At the tender age of 12, Ryann has already put limits on herself. Whereas I did not start playing softball until I was 13, she has already crossed softball off her list because she lacks the experience of the other players, and is afraid they will notice. Even more disappointing is the fact that, unless she signs on to train year-round, she may not play competitively enough to make the high school soccer squad. Despite the fact that she began playing basketball at ten and is learning quickly, she's apparently already "too old": while the more experienced players were on the court for an entire game, Ryann's coach only played her the mandatory one quarter last winter. At age 11--a full year before I even held a basketball--Ryann believed she was not good enough to play this sport beyond sixth grade. Given how hard our generation fought to give girls access to sports, it is enough to make a mother weep.
If It Weren't for Running
Running, it seems to me, is an extension of play, something Ryann and her younger sister have always insisted on finding time to do. Loose, unscheduled, old-fashioned play: tag, pretend, discovery. This continuum from play to running is what has led my daughter to track and field--a logical extension if one considers that 400-meter runs, javelin throws, and long jumps are direct descendants of the survival skills of the first athletes. Maybe that's why I feel excited, yet apprehensive, as the girls line up for the staggered start. As I witness my daughter's skill, I wonder what implications for Ryann's survival lie in her physical ability.

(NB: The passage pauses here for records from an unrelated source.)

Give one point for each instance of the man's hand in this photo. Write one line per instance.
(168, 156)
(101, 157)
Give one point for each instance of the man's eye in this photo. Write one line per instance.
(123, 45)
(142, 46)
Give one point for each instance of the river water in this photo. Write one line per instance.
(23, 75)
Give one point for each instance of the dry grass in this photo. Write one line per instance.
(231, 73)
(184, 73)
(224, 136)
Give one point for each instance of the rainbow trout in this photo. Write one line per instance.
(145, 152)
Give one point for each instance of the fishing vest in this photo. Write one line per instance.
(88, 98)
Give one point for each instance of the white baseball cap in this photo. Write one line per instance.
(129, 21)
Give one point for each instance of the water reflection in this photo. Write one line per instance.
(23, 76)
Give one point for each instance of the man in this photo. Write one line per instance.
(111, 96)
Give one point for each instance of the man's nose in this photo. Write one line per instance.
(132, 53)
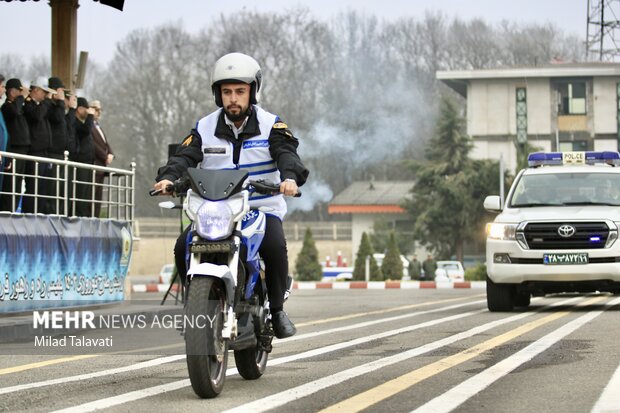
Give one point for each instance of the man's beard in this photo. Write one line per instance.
(238, 117)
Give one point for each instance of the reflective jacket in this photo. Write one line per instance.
(265, 147)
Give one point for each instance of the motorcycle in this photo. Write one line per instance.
(227, 305)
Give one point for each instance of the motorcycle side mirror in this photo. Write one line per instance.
(167, 205)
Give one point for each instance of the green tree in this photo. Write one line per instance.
(307, 266)
(392, 266)
(363, 251)
(446, 206)
(381, 232)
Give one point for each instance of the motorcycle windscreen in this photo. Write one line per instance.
(216, 185)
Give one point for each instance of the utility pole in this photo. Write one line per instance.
(603, 30)
(64, 39)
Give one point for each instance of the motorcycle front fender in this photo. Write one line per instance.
(216, 271)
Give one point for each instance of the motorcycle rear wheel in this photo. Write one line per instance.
(207, 351)
(251, 362)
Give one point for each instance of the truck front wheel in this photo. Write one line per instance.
(500, 297)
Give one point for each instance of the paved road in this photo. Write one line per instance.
(371, 350)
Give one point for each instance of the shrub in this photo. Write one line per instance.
(392, 267)
(359, 269)
(307, 266)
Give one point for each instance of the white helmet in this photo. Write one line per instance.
(235, 68)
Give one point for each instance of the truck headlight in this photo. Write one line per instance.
(500, 231)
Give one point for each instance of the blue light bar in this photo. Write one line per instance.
(573, 158)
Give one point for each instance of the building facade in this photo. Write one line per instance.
(559, 107)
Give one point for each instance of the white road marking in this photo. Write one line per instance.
(164, 360)
(295, 393)
(379, 321)
(80, 377)
(454, 397)
(609, 402)
(141, 394)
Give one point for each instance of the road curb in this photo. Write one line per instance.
(344, 285)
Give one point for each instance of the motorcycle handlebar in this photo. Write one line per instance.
(268, 188)
(261, 186)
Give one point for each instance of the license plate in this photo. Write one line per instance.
(571, 258)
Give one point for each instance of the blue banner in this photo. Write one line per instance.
(51, 261)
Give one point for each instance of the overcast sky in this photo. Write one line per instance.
(25, 26)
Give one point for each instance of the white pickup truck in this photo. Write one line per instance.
(558, 229)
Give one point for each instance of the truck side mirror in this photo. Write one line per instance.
(492, 203)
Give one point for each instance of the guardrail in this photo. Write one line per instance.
(65, 188)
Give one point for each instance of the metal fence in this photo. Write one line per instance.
(321, 230)
(65, 188)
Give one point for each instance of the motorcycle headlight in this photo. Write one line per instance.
(500, 231)
(192, 203)
(214, 220)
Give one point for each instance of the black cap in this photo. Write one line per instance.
(55, 83)
(14, 84)
(82, 102)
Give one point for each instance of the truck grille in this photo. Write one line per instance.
(588, 235)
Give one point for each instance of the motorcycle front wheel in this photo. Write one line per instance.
(207, 351)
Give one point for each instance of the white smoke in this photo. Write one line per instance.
(313, 192)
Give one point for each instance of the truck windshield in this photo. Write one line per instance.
(560, 189)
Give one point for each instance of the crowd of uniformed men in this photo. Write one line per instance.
(45, 120)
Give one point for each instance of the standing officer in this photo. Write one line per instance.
(4, 135)
(19, 140)
(237, 136)
(60, 140)
(36, 108)
(103, 153)
(85, 154)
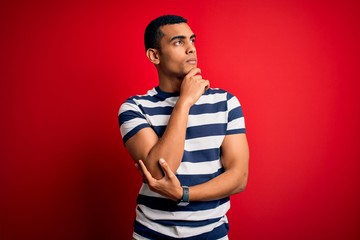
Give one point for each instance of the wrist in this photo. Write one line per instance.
(184, 201)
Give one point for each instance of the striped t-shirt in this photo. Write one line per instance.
(217, 113)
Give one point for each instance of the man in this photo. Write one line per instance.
(187, 139)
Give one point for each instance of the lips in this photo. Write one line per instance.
(191, 61)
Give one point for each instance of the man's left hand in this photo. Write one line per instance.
(168, 186)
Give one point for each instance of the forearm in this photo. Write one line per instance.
(171, 145)
(229, 183)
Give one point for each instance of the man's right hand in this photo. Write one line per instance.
(193, 86)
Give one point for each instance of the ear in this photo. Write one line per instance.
(153, 55)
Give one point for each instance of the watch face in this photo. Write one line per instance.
(183, 204)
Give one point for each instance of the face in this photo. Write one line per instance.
(177, 53)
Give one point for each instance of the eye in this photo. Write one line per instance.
(178, 43)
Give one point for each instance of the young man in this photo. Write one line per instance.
(187, 139)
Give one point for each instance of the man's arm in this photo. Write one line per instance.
(235, 159)
(145, 144)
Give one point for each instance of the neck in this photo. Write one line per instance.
(169, 84)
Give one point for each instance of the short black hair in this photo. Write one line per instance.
(153, 33)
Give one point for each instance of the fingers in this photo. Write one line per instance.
(194, 71)
(145, 173)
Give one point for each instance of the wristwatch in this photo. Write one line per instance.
(184, 201)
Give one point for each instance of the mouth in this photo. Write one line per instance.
(192, 61)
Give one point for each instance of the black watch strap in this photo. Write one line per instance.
(184, 201)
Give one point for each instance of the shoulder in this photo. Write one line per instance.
(220, 92)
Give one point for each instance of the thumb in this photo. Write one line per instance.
(168, 172)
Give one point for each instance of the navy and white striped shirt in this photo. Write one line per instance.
(216, 114)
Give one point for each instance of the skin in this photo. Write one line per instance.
(176, 63)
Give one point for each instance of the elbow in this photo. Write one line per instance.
(241, 184)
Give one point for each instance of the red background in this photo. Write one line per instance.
(67, 66)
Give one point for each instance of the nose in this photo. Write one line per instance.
(191, 49)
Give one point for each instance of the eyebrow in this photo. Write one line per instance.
(181, 37)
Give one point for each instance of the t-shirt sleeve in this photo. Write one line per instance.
(131, 120)
(236, 121)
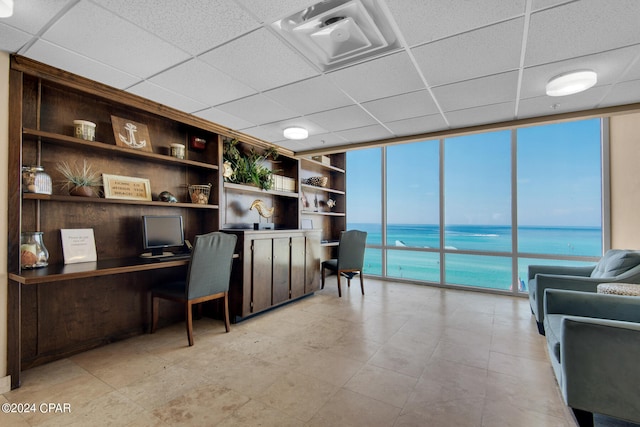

She lines up last, on the innermost track. I'm only vaguely aware that a handful of other runners are also in place. The gun goes off.
She begins cautiously--I imagine she's calculating the pace she should keep. For the first time in months, her posture is erect, her head balanced squarely over her shoulders. As she runs to the far side of the track, I revel in her dexterity. Her legs extend with ease, their rhythm flawless. I can't take my eyes off her body in motion, the beauty of it. When she approaches the stands, I add my voice to the others. "Gooooo," perhaps the oldest of cheers. Go where? Why go?
My husband brings Ryann home while I retrieve our youngest daughter from a playdate. As we pull into our garage, we find my oldest daughter crying into the fur of our springer spaniel, who patiently absorbs her grief. Mike stands nearby.
"What's wrong?" I ask.
"She's unhappy about the race," Mike says, shaking his head.
"The race?" I ask, unbelieving. "You did so well."